Image 15. Prolapses in poultry.

       Adverse effects have also been reported in adult males, including reductions in sperm count and increased sexual precocity. Exposure to dietary concentrations of 800 mg/kg has been associated with reduced comb size and decreased testicular development in some males (Coloma et al., 2018; Wu et al., 2021).

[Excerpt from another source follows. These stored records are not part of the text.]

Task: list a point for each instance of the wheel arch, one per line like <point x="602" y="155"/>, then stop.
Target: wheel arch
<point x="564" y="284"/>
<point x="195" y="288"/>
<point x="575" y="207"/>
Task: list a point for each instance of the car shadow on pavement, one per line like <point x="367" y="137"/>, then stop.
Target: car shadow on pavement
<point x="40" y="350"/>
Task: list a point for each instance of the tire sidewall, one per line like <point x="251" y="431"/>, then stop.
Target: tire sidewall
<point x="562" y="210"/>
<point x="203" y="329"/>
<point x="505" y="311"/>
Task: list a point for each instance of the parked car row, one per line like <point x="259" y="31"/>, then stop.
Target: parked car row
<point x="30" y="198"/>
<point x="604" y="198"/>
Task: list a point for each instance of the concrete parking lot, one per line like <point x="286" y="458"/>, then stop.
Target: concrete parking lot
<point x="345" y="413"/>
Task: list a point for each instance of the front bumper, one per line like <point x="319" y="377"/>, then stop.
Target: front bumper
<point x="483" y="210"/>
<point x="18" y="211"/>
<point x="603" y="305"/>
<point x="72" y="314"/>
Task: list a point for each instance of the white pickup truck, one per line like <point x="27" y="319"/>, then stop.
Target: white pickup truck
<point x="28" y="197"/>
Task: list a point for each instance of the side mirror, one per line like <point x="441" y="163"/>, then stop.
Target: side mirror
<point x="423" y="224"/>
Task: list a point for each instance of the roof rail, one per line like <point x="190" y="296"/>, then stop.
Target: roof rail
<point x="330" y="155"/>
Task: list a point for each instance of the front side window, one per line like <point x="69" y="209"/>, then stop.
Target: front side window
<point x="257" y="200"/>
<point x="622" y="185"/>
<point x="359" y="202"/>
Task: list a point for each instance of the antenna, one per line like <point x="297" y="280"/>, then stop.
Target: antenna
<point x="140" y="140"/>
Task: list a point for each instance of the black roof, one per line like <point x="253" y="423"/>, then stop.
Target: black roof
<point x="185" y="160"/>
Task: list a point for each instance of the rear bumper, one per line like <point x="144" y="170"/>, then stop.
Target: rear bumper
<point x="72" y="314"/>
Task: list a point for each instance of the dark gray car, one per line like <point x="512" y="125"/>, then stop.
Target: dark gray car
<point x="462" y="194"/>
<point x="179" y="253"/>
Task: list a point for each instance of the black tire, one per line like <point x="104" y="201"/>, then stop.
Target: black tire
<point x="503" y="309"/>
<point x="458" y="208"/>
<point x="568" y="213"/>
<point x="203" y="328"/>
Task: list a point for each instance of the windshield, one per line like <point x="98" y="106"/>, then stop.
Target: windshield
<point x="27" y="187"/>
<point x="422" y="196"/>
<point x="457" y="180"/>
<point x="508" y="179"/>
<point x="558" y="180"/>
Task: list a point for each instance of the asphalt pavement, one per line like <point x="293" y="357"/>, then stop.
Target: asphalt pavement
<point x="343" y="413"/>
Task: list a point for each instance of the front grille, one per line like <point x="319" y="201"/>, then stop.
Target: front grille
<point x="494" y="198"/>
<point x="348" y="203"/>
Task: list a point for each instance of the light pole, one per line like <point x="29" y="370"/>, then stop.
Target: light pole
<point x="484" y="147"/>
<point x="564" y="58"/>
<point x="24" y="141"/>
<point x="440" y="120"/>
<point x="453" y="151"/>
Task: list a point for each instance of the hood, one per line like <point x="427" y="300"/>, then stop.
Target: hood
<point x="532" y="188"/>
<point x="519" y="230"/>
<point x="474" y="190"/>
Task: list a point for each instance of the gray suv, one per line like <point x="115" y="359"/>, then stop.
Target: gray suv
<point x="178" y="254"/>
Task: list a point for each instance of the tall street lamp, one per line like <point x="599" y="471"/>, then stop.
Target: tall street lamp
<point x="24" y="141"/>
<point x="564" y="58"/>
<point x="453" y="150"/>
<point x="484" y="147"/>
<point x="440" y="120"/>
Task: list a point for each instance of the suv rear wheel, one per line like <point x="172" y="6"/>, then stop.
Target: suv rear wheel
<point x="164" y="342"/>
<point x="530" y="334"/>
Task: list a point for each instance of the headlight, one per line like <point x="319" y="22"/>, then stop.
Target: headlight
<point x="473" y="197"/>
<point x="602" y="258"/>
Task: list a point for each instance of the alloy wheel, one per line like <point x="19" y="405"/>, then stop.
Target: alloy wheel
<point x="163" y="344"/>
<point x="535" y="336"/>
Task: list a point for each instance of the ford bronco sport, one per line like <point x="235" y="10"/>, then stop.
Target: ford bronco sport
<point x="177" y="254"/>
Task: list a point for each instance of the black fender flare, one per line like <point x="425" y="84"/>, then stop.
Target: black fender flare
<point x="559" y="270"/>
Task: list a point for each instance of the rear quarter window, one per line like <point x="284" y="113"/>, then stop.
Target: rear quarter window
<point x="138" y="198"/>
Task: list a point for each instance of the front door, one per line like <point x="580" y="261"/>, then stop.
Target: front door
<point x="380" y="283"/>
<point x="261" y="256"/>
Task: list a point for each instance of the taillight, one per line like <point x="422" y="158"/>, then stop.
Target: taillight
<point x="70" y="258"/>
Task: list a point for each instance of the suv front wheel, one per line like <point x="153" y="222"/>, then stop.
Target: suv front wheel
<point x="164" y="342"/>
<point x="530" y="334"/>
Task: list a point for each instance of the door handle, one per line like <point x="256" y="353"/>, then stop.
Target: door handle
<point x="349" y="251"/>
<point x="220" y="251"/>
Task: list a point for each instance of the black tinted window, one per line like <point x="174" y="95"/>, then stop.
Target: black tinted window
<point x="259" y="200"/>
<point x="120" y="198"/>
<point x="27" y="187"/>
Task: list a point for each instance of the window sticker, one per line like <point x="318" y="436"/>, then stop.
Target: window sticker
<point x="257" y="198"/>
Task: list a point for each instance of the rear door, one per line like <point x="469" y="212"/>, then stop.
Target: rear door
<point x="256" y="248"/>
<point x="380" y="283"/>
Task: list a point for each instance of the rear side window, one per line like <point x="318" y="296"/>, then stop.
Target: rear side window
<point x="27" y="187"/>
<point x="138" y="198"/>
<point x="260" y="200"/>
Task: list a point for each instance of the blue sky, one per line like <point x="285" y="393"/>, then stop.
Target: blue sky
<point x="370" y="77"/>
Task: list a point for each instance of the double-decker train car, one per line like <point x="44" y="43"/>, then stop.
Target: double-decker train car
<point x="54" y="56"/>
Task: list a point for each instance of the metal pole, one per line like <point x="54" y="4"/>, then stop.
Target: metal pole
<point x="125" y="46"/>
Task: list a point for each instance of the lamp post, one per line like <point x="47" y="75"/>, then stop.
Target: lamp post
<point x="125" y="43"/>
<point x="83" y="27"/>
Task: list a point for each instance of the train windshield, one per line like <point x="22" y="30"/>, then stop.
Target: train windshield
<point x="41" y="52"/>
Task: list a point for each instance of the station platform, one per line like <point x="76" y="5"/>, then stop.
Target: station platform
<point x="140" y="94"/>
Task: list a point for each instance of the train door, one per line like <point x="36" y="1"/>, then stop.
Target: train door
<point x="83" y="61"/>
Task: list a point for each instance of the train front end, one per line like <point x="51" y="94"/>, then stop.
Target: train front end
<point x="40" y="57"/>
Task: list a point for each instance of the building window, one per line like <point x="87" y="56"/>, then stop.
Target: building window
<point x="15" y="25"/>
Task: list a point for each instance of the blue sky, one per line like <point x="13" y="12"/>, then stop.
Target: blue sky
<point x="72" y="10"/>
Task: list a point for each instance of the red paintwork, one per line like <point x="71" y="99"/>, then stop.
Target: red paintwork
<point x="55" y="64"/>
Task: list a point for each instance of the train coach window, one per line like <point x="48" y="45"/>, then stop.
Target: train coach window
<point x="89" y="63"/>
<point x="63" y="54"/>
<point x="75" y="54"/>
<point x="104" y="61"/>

Image 16. Left: healthy bird testicle, right: testicular atrophy.

       In broilers, ZEN exposure has been associated with cases of achondroplasia and impaired performance (Sifan et al., 2022). ZEN is also known to exert hepatotoxic, nephrotoxic, and immunosuppressive effects (Wu et al., 2021).

Conclusion

Mycotoxins are capable of generating significant health problems in poultry, as well as significant economic losses for the global poultry industry. That is why we must be aware of the importance of these substances and act accordingly through prevention and control strategies.